I am analyzing a problem given in the lecture slides published here (Slide 7-8 Example of Multivariate Ito’s Lemma).
Can anybody explain how the $M_t$ was calculated out of the Ito formula.
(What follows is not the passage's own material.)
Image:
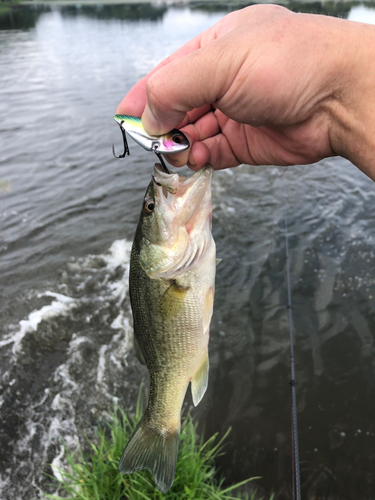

I cannot get the same results.
Summary of the problem: There are two Ito processes given:
$$\frac{dX_t}{X_t}=\mu_{x} dt + \sigma_{x} dZ^{1}_{t} \quad \quad (1)$$
$$\frac{dY_t}{Y_t}=\mu_{y} dt + \sigma_{y} dZ^{2}_{t} \quad \quad (2)$$
so that $M_t=\frac{X_t}{Y_t}$ and the instantaneous volatility of $\frac{dM_t}{M_t}$ needs to be found.
Applying Ito Lemma to the function $M_t = f(X_t,Y_t) = X_t/Y_t$ gives
$$dM_t=\frac{\partial f(X_t,Y_t)}{\partial X_t} dX_t + \frac{\partial f(X_t,Y_t)}{\partial Y_t} dY_t + \frac{1}{2} \left(\frac{\partial^2 f(X_t,Y_t)}{\partial X_t^2} (dX_t)^2+ 2 \frac{\partial^2 f(X_t,Y_t)}{\partial X_t \partial Y_t} dX_t \ dY_t + \frac{\partial^2 f(X_t,Y_t)}{\partial Y_t^2}(dY_t)^2 \right) \quad \quad (3)$$
This should result in something like this:
$$dM_t=M_t \big{(} \mu_x + \mu_y - \rho \sigma_x \sigma_y + \sigma_y^2 \big{)} \ dt + M_t \sigma_x dZ_t^1 - M_t \sigma_y dZ_t^2 \quad \quad (4)$$
$$\frac{dM_t}{M_t}= \big{(} \mu_x + \mu_y - \rho \sigma_x \sigma_y + \sigma_y^2 \big{)} \ dt + \sigma_x dZ_t^1 - \sigma_y dZ_t^2 \quad \quad (5)$$
Plugging the partial derivatives into eq(3)
$$\frac{\partial f}{\partial X_t}=\frac{1}{Y_t}, \quad \frac{\partial^2 f}{\partial X_t^2}=0, \quad \frac{\partial f}{\partial Y_t}=\frac{-X_t}{Y_t^2}, \quad \frac{\partial^2 f}{\partial Y_t^2}=\frac{2 X_t}{Y_t^3}, \quad \frac{\partial^2 f}{\partial X_t \partial Y_t}=\frac{-1}{Y_t^2}$$
and substituting with (1) and (2) should give me the equation (4) or (5), but I cannot get it, I am getting something like
$$\frac{dM_t}{M_t} = \frac{dX_t}{X_t} - \frac{1}{2} \frac{dy}{y} X_t - \frac{1}{2} \frac{dy}{y} X_t dx \quad \quad (6)$$
Can anybody explain the final transition for the $\frac{dM_t}{M_t}$ equation?